I really enjoyed From Lukov with Love, partly because Zapata is increasingly a go-to for sports romance for me. I think it works better if you read Dear Aaron already, as it happens 7 years (approximately) after the close of that book and follows the youngest Santos sibling (who was a source of frustration for Ruby in Dear Aaron).
I found the overall Santos family dynamic engaging, I addition to Jasmine committing to fixing her self-perceived character flaws without the eventual romantic partner being the impetus for the changes.
The cover copy for Slave makes me cringe, every time they use the singular gene for several unrelated cat like traits. I hope that is a mistake in the cover copy and not the searies. I would hope that even fluffy scifi author’s would bother with the minimal research in looking up the scientific definition of a gene.
@Alyssa: Not so much sci-fi as ‘paranormal’ ‘erotic’ ,’fun’ and ‘sex-filled’. I don’t think scientific accuracy was the point.
The kindle sample for Heartstone has no content beyond the index. How useless!
I LOVE Mariana Zapata, and I wish there was someone who wrote romances that dealt with non-sports careers the way that she deals with sports careers. As in, I’d love to read a romance where the heroine has a demanding white-collar job and the resolution isn’t that she needs to care less about her job (or leave her job) in order to find love.
My only complaint: in From Lukov with Love, there is a scene where the heroine tells the hero that she’s on birth control and isn’t ovulating for a week. +100 for a discussion about safe sex, BUT. While there’s no specificity about what “on birth control” means, colloquially, that’s usually a reference to birth control pills.
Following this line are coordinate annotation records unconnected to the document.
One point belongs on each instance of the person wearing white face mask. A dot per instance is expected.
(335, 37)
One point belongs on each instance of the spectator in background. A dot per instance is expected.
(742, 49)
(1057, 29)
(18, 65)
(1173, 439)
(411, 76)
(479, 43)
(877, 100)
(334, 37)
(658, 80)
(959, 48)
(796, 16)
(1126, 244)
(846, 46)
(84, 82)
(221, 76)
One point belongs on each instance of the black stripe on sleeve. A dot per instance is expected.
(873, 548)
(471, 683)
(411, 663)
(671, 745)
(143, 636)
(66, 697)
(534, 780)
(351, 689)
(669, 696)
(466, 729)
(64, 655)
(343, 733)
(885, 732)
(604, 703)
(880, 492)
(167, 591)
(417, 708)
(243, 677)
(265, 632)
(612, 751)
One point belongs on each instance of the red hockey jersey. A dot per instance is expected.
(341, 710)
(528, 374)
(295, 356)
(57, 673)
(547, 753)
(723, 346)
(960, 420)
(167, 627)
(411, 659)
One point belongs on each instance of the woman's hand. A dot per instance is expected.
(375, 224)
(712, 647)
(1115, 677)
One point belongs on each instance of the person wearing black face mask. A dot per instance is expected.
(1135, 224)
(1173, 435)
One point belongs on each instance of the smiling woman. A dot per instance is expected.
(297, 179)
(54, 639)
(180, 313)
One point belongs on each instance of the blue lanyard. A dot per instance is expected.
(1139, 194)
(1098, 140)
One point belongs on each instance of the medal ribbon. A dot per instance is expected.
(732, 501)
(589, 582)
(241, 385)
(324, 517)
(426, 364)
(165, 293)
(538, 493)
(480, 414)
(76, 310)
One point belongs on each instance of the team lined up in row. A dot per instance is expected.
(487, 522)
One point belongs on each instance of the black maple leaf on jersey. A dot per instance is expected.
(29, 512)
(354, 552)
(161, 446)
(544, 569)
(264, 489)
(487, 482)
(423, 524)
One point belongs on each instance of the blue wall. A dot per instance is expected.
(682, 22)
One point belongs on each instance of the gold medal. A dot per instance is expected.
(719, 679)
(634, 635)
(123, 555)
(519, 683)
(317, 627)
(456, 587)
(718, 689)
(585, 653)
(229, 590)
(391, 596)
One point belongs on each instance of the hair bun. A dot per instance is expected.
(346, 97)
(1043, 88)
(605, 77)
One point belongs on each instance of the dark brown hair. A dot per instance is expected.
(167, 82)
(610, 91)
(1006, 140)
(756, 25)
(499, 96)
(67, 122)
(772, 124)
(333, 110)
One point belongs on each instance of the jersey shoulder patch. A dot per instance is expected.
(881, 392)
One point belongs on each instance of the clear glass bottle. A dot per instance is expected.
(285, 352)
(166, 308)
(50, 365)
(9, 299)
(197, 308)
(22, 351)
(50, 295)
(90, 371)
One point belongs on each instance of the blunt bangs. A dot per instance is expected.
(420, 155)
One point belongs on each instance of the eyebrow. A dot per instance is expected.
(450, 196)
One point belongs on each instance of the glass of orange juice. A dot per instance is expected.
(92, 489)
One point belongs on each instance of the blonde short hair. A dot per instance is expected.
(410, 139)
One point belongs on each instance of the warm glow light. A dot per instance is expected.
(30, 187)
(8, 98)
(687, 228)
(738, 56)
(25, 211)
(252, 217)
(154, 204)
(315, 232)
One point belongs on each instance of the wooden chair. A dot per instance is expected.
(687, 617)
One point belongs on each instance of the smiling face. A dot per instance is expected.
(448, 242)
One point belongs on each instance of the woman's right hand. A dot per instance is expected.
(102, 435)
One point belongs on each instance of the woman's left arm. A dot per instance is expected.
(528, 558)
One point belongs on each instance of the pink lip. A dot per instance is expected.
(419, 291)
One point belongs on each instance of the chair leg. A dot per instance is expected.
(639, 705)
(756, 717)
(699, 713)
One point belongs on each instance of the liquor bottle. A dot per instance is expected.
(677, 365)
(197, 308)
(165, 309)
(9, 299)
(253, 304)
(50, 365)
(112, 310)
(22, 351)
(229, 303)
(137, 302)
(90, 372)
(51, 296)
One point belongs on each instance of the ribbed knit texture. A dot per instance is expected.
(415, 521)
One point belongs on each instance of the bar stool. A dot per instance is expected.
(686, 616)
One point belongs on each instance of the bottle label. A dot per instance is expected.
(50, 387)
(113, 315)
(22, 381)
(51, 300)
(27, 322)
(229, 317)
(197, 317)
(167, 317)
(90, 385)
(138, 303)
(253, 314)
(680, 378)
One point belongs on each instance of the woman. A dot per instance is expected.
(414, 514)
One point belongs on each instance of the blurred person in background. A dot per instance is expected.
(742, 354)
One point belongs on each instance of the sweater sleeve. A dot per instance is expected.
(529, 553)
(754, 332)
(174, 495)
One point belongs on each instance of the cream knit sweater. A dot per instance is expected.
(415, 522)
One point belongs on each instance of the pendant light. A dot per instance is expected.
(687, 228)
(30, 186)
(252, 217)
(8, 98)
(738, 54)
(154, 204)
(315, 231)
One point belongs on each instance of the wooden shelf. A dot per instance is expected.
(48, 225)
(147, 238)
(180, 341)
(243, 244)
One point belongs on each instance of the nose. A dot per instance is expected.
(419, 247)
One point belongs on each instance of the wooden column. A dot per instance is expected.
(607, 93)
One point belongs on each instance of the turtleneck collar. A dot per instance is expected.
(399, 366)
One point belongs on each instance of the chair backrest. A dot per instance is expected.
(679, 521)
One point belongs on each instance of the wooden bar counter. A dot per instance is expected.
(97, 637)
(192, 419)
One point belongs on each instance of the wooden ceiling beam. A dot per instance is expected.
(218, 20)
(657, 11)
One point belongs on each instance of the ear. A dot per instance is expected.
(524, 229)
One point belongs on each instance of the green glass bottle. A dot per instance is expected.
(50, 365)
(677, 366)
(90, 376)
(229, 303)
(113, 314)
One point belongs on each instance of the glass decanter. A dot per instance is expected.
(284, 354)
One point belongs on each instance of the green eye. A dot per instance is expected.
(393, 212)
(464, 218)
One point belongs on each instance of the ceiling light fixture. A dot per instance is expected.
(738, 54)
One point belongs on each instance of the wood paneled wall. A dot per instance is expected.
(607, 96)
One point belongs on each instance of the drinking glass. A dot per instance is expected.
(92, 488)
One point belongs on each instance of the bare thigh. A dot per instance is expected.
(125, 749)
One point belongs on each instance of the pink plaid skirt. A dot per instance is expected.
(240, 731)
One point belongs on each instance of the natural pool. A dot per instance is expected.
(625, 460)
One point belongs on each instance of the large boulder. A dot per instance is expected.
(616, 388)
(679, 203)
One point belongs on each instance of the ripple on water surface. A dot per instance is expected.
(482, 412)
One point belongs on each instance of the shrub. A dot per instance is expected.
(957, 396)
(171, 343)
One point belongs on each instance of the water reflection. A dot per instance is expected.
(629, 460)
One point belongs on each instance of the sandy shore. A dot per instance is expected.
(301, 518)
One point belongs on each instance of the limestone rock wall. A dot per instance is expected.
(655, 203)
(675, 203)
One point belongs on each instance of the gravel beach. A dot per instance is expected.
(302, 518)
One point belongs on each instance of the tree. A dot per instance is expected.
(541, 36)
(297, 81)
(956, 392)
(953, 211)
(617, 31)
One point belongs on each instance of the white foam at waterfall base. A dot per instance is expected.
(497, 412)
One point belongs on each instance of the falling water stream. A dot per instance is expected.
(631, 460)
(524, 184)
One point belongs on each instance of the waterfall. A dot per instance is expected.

If you are taking birth control pills, you’re not ovulating – that’s how they work.*
*Yes, there is a failure rate, but the heroine should not be regularly ovulating on BC pills.
I really enjoy Mariana Zapata’s books. No matter what sport the characters play, I always learn something new about it. I definitely think that From Lukov with Love benefitted from being released around the Olympics because I was more invested in it from the start than I would have been otherwise. As previous commenters have stated, this book starts out SLOOOOOW. I love how hard Jasmine works at everything, because for me that makes it better when things go right. The family scenes were uncomfortable in the most realistic way. This wasn’t my favorite Zapata book (Kulti, maybe?), but I liked it well enough to recommend to others.